What it is: Chlordane belongs to a chemical class known as the cyclodienes, which also includes heptachlor, aldrin and dieldrin.
How it is used: The chemicals have been widely used against termites for almost 40 years, largely because cyclodienes do not break down easily in the soil and can keep killing insects for many years. Most commercial termiticide products contain a mixture of chlordane and heptachlor.
Health concerns: The chemicals have been shown to cause cancer in laboratory rats and liver damage in other animal species tested. The EPA classifies chlordane as a "probable human carcinogen." Cyclodienes also are suspected of causing neurological damage. At high levels, usually the result of improper application, vapors can cause headaches, dizziness, muscle spasms and nausea.
Previous actions: Chlordane and the other cyclodienes were banned for most agricultural uses in the mid-1970s. The chemical was left on the market as a termiticide because there were no effective substitutes and the EPA believed the chemical would not contaminate the air inside houses.
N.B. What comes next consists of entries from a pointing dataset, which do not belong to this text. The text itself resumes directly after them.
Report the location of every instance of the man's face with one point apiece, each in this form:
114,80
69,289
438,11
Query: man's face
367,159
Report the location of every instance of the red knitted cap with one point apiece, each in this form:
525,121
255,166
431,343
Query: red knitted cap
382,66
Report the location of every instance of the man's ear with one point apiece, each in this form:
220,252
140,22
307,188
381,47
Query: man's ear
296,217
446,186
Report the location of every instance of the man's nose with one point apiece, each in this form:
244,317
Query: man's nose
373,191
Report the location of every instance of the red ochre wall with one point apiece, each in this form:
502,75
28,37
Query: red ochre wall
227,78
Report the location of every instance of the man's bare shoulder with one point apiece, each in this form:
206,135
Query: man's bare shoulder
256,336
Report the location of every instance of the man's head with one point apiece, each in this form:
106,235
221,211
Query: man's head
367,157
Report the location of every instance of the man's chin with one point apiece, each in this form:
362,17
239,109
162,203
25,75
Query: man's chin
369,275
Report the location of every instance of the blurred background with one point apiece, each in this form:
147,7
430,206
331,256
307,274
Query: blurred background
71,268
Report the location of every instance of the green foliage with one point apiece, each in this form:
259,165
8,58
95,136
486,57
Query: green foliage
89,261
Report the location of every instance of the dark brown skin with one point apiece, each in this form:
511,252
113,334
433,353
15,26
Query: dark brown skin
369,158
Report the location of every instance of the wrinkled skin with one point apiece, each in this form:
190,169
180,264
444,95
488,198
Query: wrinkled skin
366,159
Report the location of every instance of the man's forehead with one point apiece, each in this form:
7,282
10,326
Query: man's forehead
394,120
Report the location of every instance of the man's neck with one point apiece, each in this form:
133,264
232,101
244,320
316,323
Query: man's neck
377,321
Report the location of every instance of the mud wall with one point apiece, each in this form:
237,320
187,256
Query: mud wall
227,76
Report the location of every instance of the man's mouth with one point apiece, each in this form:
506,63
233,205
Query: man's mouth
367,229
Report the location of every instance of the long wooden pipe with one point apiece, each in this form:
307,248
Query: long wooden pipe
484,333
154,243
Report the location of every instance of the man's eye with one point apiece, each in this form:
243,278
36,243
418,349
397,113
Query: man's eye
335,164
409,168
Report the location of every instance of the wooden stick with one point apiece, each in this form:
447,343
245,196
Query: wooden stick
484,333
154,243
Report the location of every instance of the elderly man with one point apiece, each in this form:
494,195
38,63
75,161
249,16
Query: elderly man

Why the new controls: Studies show that chlordane can contaminate the air even in houses where it has been properly applied. EPA officials consider the health risk unacceptable because effective substitutes for chlordane have been developed.
Yesterday's action: No chlordane products can be sold, but pest control companies can continue to use chemicals in stock. The chemical has not been banned and may return to the market if its manufacturer can demonstrate ways to apply it without contaminating houses.